Republican leaders have tried to force votes on defunding ACORN, on illegal immigrants, and on using stimulus funds to pay for the unemployment benefits extension. But worse, the simple unemployment insurance extension measure has been transformed into a worthless mini stimulus package that threatens to suck the air out of what little momentum currently exists for additional stimulus.

The bill extends an $8,000 tax credit for first-time homebuyers until April of 2010. This tax credit was originally included in the economic stimulus package and was set to expire at the end of November of 2009. The new provision makes families earning up to $225,000 eligible for the credit for purchases of homes worth up to $800,000 and creates a smaller credit for homeowners who have lived in their house for five years or more and are buying a new one. The legislation also makes larger businesses eligible for expanded "carryback loss" authority. This tax measure allows businesses to offset past profits with current losses in order to reduce tax liability.

In addition to the benefit to individual households, unemployment insurance provides significant economic stimulus. The unemployed tend to spend all of their benefits and quickly, providing an important economic jolt. Allowing unemployment benefits to expire for hundreds of thousands of families would undermine the successes of the American Recovery and Reinvestment Act and slow the nation's economic recovery.

In contrast, extending the tax credit for first-time homebuyers and, particularly, expanding the credit to wealthier households and to current homeowners would do little to stimulate additional economic activity. The credit is not only susceptible to fraud but has primarily benefited households which would have purchased a home even without the tax benefit. This means that the credit is poorly targeted and an inefficient use of government funds at a time of increasing concern about budget deficits. It also continues the federal government's subsidization of homeownership, which helped cause the housing crisis. The carryback loss provision is a also a poorly targeted provision, receiving a "C" in the nonpartisan Tax Policy Center's analysis of the stimulative effect of tax measures. Finally, these two measures are offset by a tax gimmick, meaning that they do not even constitute deficit spending.
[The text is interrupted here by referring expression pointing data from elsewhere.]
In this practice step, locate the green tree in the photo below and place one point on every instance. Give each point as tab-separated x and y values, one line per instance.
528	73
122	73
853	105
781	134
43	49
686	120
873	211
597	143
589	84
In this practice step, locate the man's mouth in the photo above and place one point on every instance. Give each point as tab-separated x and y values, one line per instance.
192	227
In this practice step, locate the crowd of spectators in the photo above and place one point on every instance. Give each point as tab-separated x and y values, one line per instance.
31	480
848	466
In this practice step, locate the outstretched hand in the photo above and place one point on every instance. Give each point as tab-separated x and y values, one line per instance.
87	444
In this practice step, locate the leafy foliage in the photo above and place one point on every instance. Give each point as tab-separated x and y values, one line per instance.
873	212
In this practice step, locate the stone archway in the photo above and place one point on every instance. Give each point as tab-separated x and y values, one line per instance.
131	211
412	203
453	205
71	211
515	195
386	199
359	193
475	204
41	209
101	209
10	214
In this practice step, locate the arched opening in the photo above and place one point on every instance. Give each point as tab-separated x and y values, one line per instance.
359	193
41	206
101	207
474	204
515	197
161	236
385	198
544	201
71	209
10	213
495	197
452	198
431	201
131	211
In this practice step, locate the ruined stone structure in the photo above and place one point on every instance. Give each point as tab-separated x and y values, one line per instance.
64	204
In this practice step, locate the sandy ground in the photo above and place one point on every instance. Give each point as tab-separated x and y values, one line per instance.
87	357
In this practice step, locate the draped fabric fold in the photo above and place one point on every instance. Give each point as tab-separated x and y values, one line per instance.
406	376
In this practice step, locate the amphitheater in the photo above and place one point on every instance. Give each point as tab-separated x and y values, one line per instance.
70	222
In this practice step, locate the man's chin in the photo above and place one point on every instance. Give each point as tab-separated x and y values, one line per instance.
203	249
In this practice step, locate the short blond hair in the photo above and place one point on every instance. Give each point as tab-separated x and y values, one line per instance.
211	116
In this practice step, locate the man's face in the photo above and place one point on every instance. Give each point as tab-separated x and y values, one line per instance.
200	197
For all their efforts to promote additional stimulus, thought leaders like Krugman and Reich seem to have convinced policymakers only that the "stimulus argument" is an effective way to make the case for government spending that benefits special and wealthy interests.

More stimulus is needed. Our fiscal deficits are not caused by excessive government spending, nor has government spending caused a cutback in private sector spending. But faux stimulus of the sort included in the unemployment extension bill, coupled with fiscal austerity hysteria, mean that additional stimulus is unlikely. Our politicians are fooling us with legislation that looks like stimulus, but sure doesn't quack like one.